Table of Contents

Apart from the well-rehearsed scenario of a freeze on plutonium production at North Korea’s Yongbyon facility, any prospective agreement that freezes or otherwise proscribes activity in other parts of North Korea’s nuclear weapons complex would involve far more complicated issues of monitoring and verification. Especially if an agreement were to get into issues on missile forces or weapons-related R&D—both of which would be necessary to ultimately reach denuclearization—novel and innovative approaches would be needed for monitoring, assessing, and ultimately verifying North Korea’s compliance.

Probabilistic verification offers a compelling alternative. It is a framework for verifying complex nuclear agreements in conditions where access and confidence are limited—as is likely to be the case in any near-term scenario with North Korea. If an agreement with Pyongyang is pursued, policymakers and negotiators should keep the virtues of probabilistic verification in mind as they consider how to approach verification and monitoring.

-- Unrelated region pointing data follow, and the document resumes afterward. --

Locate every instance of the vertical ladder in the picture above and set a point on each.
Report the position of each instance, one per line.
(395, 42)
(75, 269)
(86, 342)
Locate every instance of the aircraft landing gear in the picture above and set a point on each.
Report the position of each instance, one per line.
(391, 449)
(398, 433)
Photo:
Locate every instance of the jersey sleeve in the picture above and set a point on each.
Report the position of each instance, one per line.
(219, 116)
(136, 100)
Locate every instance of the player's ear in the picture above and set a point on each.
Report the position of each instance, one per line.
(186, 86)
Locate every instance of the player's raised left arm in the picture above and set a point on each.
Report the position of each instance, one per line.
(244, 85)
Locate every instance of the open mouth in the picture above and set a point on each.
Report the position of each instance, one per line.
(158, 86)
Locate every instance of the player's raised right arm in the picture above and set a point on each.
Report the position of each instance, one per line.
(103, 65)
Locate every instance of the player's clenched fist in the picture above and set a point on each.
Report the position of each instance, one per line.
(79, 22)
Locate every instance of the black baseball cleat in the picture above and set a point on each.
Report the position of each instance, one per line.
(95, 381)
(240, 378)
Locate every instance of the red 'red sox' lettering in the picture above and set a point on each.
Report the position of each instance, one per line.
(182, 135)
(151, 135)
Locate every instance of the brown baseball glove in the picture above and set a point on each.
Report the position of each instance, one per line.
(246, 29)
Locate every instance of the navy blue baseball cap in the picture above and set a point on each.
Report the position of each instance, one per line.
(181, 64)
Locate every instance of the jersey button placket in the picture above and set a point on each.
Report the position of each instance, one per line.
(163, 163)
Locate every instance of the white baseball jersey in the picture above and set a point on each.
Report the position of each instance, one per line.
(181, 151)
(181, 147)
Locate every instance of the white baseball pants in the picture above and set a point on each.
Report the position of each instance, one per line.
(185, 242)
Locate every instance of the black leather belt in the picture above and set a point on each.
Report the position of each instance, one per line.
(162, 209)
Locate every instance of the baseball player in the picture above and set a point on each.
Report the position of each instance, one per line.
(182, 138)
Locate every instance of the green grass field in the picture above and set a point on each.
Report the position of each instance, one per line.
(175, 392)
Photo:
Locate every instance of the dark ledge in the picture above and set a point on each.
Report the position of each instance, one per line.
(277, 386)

The Traditional Approach to Verification

Verification is the process of deciding whether to believe a party is meeting their commitments under an agreement. This process is often informed by monitoring systems, including sensors that detect anomalous or noncompliant behavior. For example, a sensor that measures the enrichment levels of uranium hexafluoride gas could serve as part of a monitoring system for verifying an agreement designed to prevent a country from producing highly enriched uranium.

Thomas MacDonald
Thomas MacDonald is a fellow in the Nuclear Policy Program at the Carnegie Endowment for International Peace.
More >

Monitoring and verification have historically been approached by focusing narrowly on monitoring a small handful of activities where a breach of the agreement could be easily detected with high confidence. For example, under the Joint Comprehensive Plan of Action with Iran, uranium enrichment at the country’s Natanz facility was monitored with an online enrichment monitoring system that could detect if Iran were enriching above acceptable limits in real time. This is an effective approach to verification that has been successfully applied to arms control agreements over the years. However, it suffers from key problems in the context of North Korea, owing to the breadth and complexity of the country’s nuclear program, limited outside knowledge of the program’s elements, potentially limited onsite access for inspectors, and the lack of trust between the negotiating parties.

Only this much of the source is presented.